Presentation Information

[8a-PA2-24]Cell-level localization framework for alpha-emitting radionuclides using radioluminescence microscopy: Simulation study

〇(DC)Seohan Kim1,2,3, Jieun Han1,2,3, Wonmo Sung1,2,3 (1.Department of Biomedical Engineering, College of Medicine, The Catholic University of Korea, Seoul, South Korea, 2.Department of Medical Sciences, Graduate School of The Catholic University of Korea, Seoul, South Korea, 3.CMC Institute for Basic Medical Science, the Catholic Medical Center of The Catholic University of Korea, Seoul, South Korea)

Keywords:

Radioluminescence microscopy,Alpha-particle,Monte Carlo

Targeted alpha therapy (TAT) with 225Ac is nearing clinical use, but subcellular distributions of its decay daughters remain unmeasured.
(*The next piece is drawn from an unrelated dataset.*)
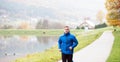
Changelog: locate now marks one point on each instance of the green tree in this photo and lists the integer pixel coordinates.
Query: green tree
(100, 16)
(113, 15)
Radioluminescence microscopy (RLM) localizes alpha decays from scintillation tracks, but earlier ray-tracing models ignored diffraction blur and camera noise.
TOPAS framework produced 1000 single-alpha frames per energy at 4–8 MeV in a GAGG scintillator. Images at two focal planes near the scintillator entrance surface were generated using depth-dependent Gibson–Lanni PSF convolution and subsequently processed with an Andor iXon Ultra 888 EMCCD camera model. Sources were clustered by thresholding, DBSCAN, cross-plane matching, and ray extrapolation, with the noise filter tuned at 4 MeV for 70% detection.
Detection rate was 71–92% and median lateral error 6.5–7.7 μm across 4–8 MeV, with localization-PSF FWHM 13–16 μm. The framework yields cell-scale localization under realistic optical and EMCCD conditions, supporting RLM for cell-level dosimetry in TAT.